|Ph.D Student||Lee Won Dong|
|Subject||Characterization of Cancer Metabolism at Subcellular Level:|
An Integrated Experimental-Computational Approach
|Department||Department of Biology||Supervisor||Professor Tomer Shlomi|
|Full Thesis text|
Cancer cells develop remarkably distinct metabolism compared to normal cells. Evidence for alterations in the metabolism of malignant cells goes back a century ago to the discovery of the ‘Warburg effect.’ The recent resurgence of interest in cancer metabolism involved findings of metabolic alterations in a variety of pathways, oncogenes regulating metabolic enzymes, and specific oncogenic mutations in metabolic genes.

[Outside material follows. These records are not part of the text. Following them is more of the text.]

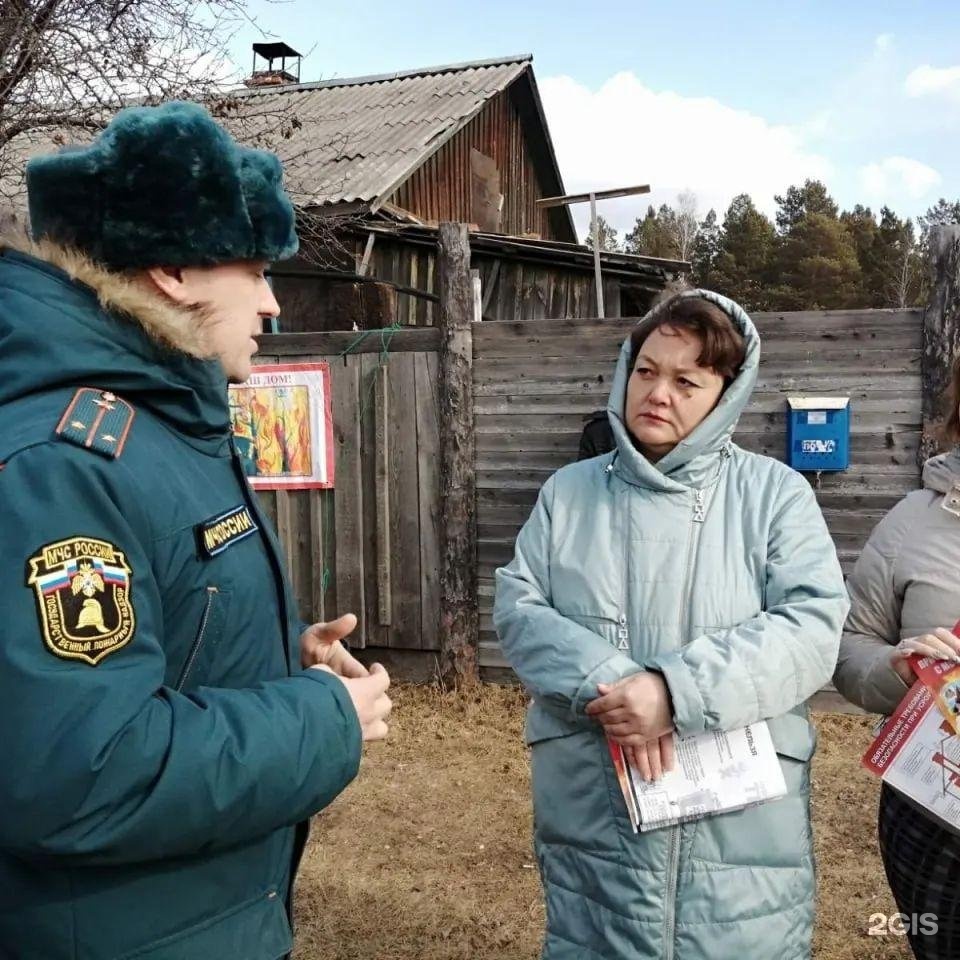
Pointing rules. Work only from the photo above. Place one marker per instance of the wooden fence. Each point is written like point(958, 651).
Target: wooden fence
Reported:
point(370, 546)
point(383, 543)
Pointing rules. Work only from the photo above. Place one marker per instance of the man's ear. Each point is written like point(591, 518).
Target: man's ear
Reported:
point(169, 281)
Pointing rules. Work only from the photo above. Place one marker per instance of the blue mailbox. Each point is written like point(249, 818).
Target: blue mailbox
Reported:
point(818, 433)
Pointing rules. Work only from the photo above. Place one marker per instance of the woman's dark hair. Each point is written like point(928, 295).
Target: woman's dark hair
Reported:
point(724, 348)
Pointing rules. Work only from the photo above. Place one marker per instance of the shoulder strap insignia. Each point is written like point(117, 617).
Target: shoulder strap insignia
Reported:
point(97, 420)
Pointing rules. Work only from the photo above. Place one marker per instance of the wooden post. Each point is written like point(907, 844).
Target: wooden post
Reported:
point(941, 332)
point(459, 619)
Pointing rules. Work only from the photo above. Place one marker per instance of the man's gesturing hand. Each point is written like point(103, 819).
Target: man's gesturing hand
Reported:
point(320, 646)
point(370, 700)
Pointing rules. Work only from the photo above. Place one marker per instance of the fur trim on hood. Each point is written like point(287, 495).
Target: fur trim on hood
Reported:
point(123, 295)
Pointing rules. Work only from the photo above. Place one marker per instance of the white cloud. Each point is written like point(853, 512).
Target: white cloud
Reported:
point(927, 80)
point(625, 133)
point(895, 176)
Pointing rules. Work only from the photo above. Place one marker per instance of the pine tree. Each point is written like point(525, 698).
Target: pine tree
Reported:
point(818, 266)
point(741, 268)
point(654, 235)
point(706, 250)
point(812, 197)
point(606, 234)
point(865, 233)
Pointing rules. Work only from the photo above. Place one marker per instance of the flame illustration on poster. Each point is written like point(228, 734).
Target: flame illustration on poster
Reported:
point(283, 427)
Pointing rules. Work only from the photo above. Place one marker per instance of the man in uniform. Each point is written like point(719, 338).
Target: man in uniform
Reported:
point(168, 724)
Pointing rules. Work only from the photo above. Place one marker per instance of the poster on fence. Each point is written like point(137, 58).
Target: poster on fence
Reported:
point(283, 426)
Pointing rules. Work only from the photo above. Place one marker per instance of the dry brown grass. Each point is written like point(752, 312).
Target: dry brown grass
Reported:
point(427, 856)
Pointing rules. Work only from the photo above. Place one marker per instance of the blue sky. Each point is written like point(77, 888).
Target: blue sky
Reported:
point(713, 97)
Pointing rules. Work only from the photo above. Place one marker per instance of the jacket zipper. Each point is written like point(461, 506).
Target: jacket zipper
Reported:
point(673, 860)
point(198, 642)
point(272, 556)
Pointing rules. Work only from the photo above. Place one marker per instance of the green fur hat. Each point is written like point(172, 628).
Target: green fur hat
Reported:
point(163, 186)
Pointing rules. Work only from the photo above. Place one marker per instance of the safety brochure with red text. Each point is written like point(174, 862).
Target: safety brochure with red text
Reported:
point(917, 749)
point(715, 772)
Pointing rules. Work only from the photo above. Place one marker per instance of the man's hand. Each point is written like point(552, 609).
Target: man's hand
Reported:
point(320, 646)
point(370, 700)
point(653, 758)
point(633, 710)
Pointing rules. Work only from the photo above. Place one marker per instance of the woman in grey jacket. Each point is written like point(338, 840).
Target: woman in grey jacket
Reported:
point(905, 595)
point(682, 584)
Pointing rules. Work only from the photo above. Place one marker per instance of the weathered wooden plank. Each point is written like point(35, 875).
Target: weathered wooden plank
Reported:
point(348, 496)
point(427, 372)
point(404, 505)
point(302, 550)
point(285, 530)
point(268, 504)
point(333, 343)
point(458, 617)
point(941, 331)
point(374, 633)
point(382, 497)
point(324, 601)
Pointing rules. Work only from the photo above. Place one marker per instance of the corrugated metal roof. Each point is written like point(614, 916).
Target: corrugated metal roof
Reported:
point(360, 138)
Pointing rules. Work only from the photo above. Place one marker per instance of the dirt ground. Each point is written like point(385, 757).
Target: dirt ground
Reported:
point(427, 855)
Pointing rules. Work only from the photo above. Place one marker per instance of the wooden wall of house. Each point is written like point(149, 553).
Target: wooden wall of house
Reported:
point(512, 289)
point(445, 186)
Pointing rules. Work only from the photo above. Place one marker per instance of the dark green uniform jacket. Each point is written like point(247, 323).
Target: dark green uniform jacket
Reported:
point(160, 741)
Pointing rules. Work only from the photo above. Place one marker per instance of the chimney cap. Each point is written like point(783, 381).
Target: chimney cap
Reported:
point(271, 51)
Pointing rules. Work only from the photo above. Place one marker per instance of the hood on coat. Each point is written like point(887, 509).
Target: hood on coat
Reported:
point(66, 321)
point(693, 460)
point(941, 473)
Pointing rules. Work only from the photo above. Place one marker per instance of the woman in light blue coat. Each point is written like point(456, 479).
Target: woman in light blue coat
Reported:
point(680, 584)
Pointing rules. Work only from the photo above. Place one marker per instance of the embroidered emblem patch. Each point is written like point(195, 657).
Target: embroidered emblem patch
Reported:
point(82, 588)
point(224, 530)
point(98, 420)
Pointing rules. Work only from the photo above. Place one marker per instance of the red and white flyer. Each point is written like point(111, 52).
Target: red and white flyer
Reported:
point(917, 752)
point(917, 749)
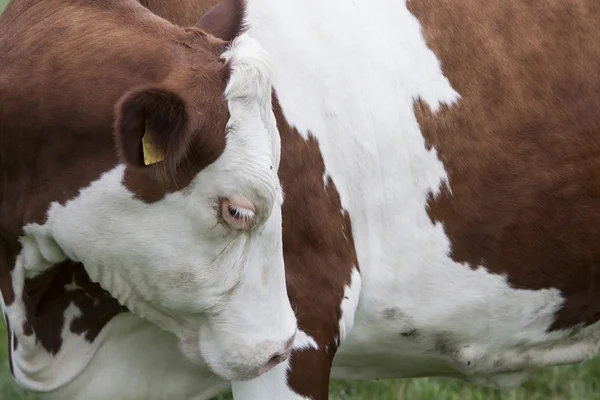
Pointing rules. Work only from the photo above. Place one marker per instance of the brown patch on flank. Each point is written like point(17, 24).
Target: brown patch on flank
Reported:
point(7, 263)
point(319, 256)
point(51, 293)
point(522, 146)
point(225, 19)
point(179, 12)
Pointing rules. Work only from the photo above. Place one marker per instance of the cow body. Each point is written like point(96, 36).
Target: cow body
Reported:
point(463, 143)
point(440, 216)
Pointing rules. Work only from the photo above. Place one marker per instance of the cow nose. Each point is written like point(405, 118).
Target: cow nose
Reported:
point(279, 357)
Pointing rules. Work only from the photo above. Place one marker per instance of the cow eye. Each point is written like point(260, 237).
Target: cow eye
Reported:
point(239, 216)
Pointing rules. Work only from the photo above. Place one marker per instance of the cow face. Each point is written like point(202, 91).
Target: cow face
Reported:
point(202, 151)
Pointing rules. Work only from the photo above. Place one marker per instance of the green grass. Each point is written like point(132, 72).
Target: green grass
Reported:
point(578, 382)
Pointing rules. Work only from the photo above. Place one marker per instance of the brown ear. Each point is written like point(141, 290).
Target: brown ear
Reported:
point(152, 126)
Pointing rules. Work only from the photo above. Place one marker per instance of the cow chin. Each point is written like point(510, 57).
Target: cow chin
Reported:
point(231, 364)
point(236, 356)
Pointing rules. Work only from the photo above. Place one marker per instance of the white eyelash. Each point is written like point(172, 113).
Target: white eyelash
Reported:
point(240, 213)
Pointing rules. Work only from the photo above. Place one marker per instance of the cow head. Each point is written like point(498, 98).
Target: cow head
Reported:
point(201, 148)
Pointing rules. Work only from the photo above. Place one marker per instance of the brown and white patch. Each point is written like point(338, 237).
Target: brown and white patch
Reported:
point(522, 147)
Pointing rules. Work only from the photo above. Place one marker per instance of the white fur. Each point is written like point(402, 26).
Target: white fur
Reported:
point(220, 291)
point(349, 73)
point(273, 384)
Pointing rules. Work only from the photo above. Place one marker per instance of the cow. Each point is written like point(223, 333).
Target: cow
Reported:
point(138, 173)
point(439, 162)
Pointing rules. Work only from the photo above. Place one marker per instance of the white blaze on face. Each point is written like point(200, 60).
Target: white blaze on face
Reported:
point(218, 284)
point(349, 73)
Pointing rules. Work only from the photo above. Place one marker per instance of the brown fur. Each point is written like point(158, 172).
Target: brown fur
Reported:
point(317, 238)
point(180, 12)
point(522, 147)
point(64, 66)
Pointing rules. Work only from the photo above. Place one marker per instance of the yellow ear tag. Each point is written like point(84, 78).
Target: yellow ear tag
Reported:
point(151, 153)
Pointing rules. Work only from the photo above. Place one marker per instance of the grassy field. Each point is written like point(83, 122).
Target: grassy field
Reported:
point(580, 382)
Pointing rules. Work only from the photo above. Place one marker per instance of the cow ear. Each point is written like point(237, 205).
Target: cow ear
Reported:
point(151, 127)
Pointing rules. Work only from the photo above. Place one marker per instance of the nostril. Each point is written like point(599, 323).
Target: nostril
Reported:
point(289, 344)
point(275, 360)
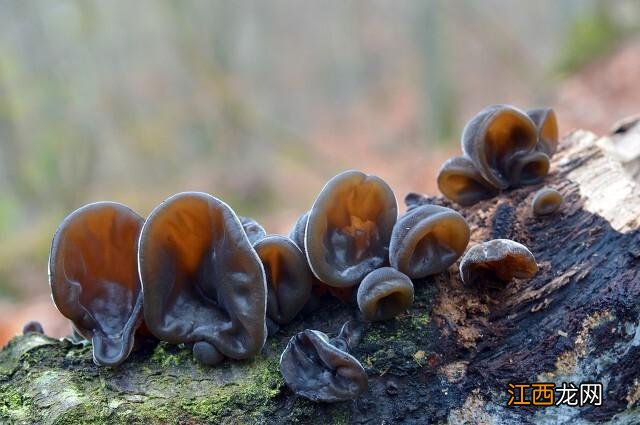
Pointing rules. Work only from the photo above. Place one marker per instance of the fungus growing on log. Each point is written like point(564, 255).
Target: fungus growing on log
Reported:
point(384, 293)
point(289, 278)
point(461, 182)
point(546, 201)
point(94, 277)
point(253, 229)
point(427, 240)
point(547, 126)
point(496, 262)
point(349, 228)
point(203, 282)
point(320, 371)
point(32, 326)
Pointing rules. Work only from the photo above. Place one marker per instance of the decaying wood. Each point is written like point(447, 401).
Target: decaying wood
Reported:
point(449, 359)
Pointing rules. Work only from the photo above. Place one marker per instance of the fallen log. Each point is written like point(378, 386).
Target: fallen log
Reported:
point(450, 358)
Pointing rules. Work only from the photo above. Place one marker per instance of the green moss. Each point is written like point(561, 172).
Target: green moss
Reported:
point(13, 405)
point(245, 400)
point(170, 355)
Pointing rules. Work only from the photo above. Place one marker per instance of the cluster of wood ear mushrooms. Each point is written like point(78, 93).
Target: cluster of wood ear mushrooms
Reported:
point(195, 273)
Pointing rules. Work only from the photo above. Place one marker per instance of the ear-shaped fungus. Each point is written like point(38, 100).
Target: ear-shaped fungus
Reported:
point(497, 260)
point(427, 240)
point(288, 277)
point(298, 231)
point(253, 229)
point(547, 126)
point(314, 368)
point(32, 326)
point(546, 201)
point(384, 293)
point(494, 138)
point(203, 281)
point(94, 277)
point(461, 182)
point(349, 228)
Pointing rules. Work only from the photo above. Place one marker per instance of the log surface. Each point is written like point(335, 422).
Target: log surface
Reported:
point(448, 359)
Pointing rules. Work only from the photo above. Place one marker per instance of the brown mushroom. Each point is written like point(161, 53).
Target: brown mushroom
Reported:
point(547, 126)
point(546, 201)
point(203, 282)
point(94, 277)
point(349, 227)
point(384, 293)
point(427, 240)
point(316, 369)
point(253, 229)
point(289, 278)
point(494, 138)
point(528, 169)
point(497, 261)
point(32, 327)
point(461, 182)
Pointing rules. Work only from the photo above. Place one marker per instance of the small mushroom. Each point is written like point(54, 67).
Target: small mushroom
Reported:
point(315, 369)
point(289, 278)
point(94, 277)
point(32, 326)
point(427, 240)
point(546, 201)
point(461, 182)
point(384, 293)
point(494, 138)
point(349, 227)
point(547, 126)
point(253, 229)
point(297, 232)
point(203, 282)
point(495, 261)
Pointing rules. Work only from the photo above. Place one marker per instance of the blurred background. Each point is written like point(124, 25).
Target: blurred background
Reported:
point(261, 102)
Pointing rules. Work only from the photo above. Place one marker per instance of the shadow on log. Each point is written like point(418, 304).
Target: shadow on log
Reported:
point(449, 359)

Metabolic flux is the rate of metabolic reactions and pathways in living systems, which is not directly measurable. Isotope tracing with computational metabolic flux analysis is the most direct approach for quantifying intracellular metabolic flux that has become a central technique in studies of cancer metabolism. A fundamental limitation in our understanding of cellular metabolism is having little information on subcellular level metabolic activity. Standard isotope tracing techniques are applied to whole-cells, providing no information on metabolic fluxes within subcellular compartments - practically aiming to estimate the “average” flux within the whole-cell. However, accumulating evidence suggests the existence of distinct metabolic activities in different subcellular compartments, including, compartment-specific cycling through malate-aspartate, citrate/α-ketoglutarate, malate/pyruvate, and proline.
Here, I describe a spatial-fluxomics approach for inferring metabolic fluxes in mitochondria and cytosol under physiological conditions, combining isotope tracing, rapid subcellular fractionation, LC-MS-based metabolomics, computational deconvolution, and metabolic network modeling. Applied to study reductive glutamine metabolism in cancer cells, shown to mediate fatty acid biosynthesis under hypoxia and defective mitochondria, I find a previously unappreciated role of reductive IDH1 as the sole net contributor of carbons to fatty acid biosynthesis under standard normoxic conditions in HeLa cells. In murine cells with defective SDH, I find that reductive biosynthesis of citrate in mitochondria is followed by a reversed CS activity, suggesting a new route for supporting pyrimidine biosynthesis.
Overall, the research challenges our current view of cancer metabolism, zooming in from the level of whole-cell level fluxes to a compartmentalized view of metabolic activity. This will profoundly affect our understanding of the phenotypic advantage that metabolic compartmentalization confers to cancer cells. I expect understanding cancer metabolism within and among subcellular compartments will provide novel insights into future therapeutic approaches.